The man I met, lives with his wife and two sons in a flat on the other side of the rambling two-storeyed house. I learned a lot in a very short space of time. I think this is an unexpected consequence of lockdown. Our enforced isolation has made us yearn for actual connection with other human beings. You forget, until you start a spontaneous conversation, how easy and pleasant is the process, with just air around you and lovely native trees, very different from staring at a screen and getting eye strain.

I discovered that the man on the path is from California, and oh joy is another writer, self-employed like me. He has a doctorate in philosophy and has taught critical thinking skills and Early Modern Philosophy at Auckland University. He also has a background in information technology and a past career as a computer programmer. Now he works as a copywriter, he’s written parenting articles too, and there is a big novel on the go. He runs a bicycle repair shop. I’ve noticed this about writers. They’re often highly skilled in several areas because the writing life doesn’t pay the bills.

The conversation roamed over different subjects mostly to do with writing. There was his reading of New Zealand literature and the enjoyment of comparing it with American literature. He’d just finished Janet Frame's 'Faces in the Water' the novel she based on her experience of life in a psychiatric unit. He commented on the ending, ’it was gripping. Just stunning writing.' We discussed Frank Sargeson as well, the bleakness of his stories. I can’t see beyond that. Pointing towards the Rangitoto channel I asked him whether he’d read the story about the two men who row out into the middle at low tide and one leaves the other stranded on a shallow bank, unable to swim, and rows away fast. Sargeson’s stories often end like that on a sinister twist.

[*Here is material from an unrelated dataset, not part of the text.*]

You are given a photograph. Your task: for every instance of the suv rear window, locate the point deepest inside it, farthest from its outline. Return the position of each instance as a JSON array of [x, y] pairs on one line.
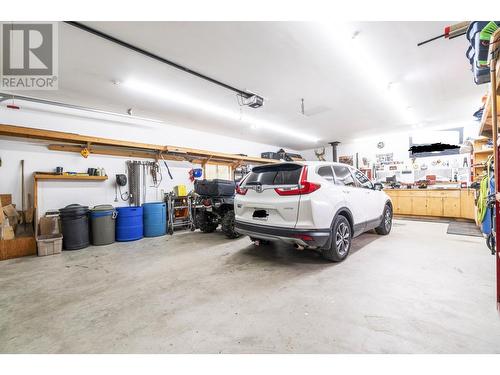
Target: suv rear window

We discussed the appeal of Devonport. His family loves it here. The children attend Devonport Primary School. ‘It's fantastic,’ he said. ‘What makes it fantastic?’ I asked. ‘It is on a volcano!’ And the teaching is very good too apparently.

We could have talked all morning but his wife was at home juggling her work with minding the children. He was carrying a hemp grocery bag. He considered it now and said, ‘I just hopped out to collect some kindling for the fire. I’m predicting a chilly night.’